Я заскочил на минутку в свой штаб и немного задержался на аэродроме, чтобы дать указания командирам полков. Когда, освободившись, направился к автомашине, меня встретил мой заместитель, только что возвратившийся со станции наведения. Это было очень кстати. Я стал перечислять, чем ему надо заняться в мое отсутствие.
— Разрешите мне поехать вместо вас, — вдруг заявил заместитель. — Сами знаете, с полками я еще мало знаком. Лучше займусь аэродромом.
Я понимал, что ему будет трудновато командовать полками — плохо знает людей. Подумал и согласился.
Два дня мы ожидали сообщений из Ютеборга. Соседние части уже снимались, а мы от своих посланцев не получили еще никакого известия.
На третий я сам полетел с Голубевым на наш аэродром. Погода была ясная. Заходя на посадку, мы видели вдали огромные облака дыма. Это был пылающий Берлин.
В Ютеборге находилась немецкая противовоздушная база. Здесь стояли сотни целехоньких «фокке-вульфов». Команда БАО уже привела в порядок летное поле и теперь ожидала полки.
Среди знакомых немецких самолетов я заметил несколько реактивных, в том числе двухмоторных. Может быть, один из них и обстрелял нас тогда у Котбуса.
Ко мне подошел солдат, чтобы указать стоянку. Я отрулил машину в сторону, поскольку вслед за мной садился Голубев, выключил мотор и спросил:
— Вы не видели здесь нашего майора с машиной?

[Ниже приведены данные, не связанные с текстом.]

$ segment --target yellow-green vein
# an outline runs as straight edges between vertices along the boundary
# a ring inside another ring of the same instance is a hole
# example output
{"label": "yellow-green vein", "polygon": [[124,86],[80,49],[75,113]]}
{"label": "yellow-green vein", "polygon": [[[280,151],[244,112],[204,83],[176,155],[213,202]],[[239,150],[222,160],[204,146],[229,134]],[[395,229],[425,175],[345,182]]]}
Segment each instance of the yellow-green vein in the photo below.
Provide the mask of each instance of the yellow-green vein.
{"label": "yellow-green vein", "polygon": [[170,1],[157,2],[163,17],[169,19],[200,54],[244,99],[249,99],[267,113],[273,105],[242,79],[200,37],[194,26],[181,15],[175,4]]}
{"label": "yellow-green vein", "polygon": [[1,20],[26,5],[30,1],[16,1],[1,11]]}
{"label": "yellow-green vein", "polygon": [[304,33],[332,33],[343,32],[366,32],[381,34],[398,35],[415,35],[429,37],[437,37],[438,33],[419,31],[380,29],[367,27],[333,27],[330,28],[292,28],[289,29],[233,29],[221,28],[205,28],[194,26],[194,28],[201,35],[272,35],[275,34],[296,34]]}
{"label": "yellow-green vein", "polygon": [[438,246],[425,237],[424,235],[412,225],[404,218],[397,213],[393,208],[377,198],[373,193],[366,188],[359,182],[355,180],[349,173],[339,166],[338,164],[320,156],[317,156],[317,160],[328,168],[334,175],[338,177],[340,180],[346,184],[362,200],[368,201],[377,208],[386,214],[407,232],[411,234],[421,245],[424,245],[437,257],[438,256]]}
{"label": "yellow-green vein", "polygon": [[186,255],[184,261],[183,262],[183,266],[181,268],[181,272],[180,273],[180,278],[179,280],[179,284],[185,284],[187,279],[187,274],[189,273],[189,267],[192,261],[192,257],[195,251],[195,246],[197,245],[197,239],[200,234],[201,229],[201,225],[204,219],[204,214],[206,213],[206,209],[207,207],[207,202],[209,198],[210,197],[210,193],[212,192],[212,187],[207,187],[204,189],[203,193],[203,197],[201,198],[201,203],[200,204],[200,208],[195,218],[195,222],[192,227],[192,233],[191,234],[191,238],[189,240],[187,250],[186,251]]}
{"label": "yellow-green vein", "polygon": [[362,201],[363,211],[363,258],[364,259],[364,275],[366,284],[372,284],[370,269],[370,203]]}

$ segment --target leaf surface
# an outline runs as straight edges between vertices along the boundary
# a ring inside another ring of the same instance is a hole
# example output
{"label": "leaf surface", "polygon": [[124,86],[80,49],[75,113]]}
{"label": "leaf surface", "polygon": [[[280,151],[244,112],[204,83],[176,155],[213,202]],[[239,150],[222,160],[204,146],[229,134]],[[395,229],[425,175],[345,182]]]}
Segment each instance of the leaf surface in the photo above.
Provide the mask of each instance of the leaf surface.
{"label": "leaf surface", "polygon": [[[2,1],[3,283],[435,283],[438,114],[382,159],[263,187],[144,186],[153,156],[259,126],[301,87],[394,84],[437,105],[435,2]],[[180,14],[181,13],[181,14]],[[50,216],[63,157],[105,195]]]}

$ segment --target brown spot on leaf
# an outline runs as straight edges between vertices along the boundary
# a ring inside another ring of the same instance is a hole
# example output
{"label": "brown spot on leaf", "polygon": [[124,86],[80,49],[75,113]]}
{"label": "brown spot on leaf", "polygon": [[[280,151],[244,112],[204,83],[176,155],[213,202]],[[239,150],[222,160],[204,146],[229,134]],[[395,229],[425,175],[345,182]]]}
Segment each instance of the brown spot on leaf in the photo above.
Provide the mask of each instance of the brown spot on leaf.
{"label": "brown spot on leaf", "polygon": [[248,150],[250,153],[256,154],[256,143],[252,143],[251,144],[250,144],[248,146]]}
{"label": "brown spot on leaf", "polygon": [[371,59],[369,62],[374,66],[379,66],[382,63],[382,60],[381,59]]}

— Видел, товарищ гвардии полковник, — ответил солдат, опуская глаза. — Они подорвались на мине.
— Как, где? — воскликнул я.
— Здесь на аэродроме. Только подъехали, свернули с дороги, тут и случилось. Вчера похоронили.
Словно осколки той самой мины хлестнули мне в лицо. Я не мог сдвинуться с места. Опять по счастливой случайности смерть пронеслась мимо меня. Нет, лучше сказать: майор прикрыл меня собой от вражеской мины. Ведь я тогда всеми мыслями был уже в пути.
Я снял шлемофон. Подошедший Голубев тоже. Мы смотрели на горизонт, на котором все выше поднималась в небо черная стена дыма.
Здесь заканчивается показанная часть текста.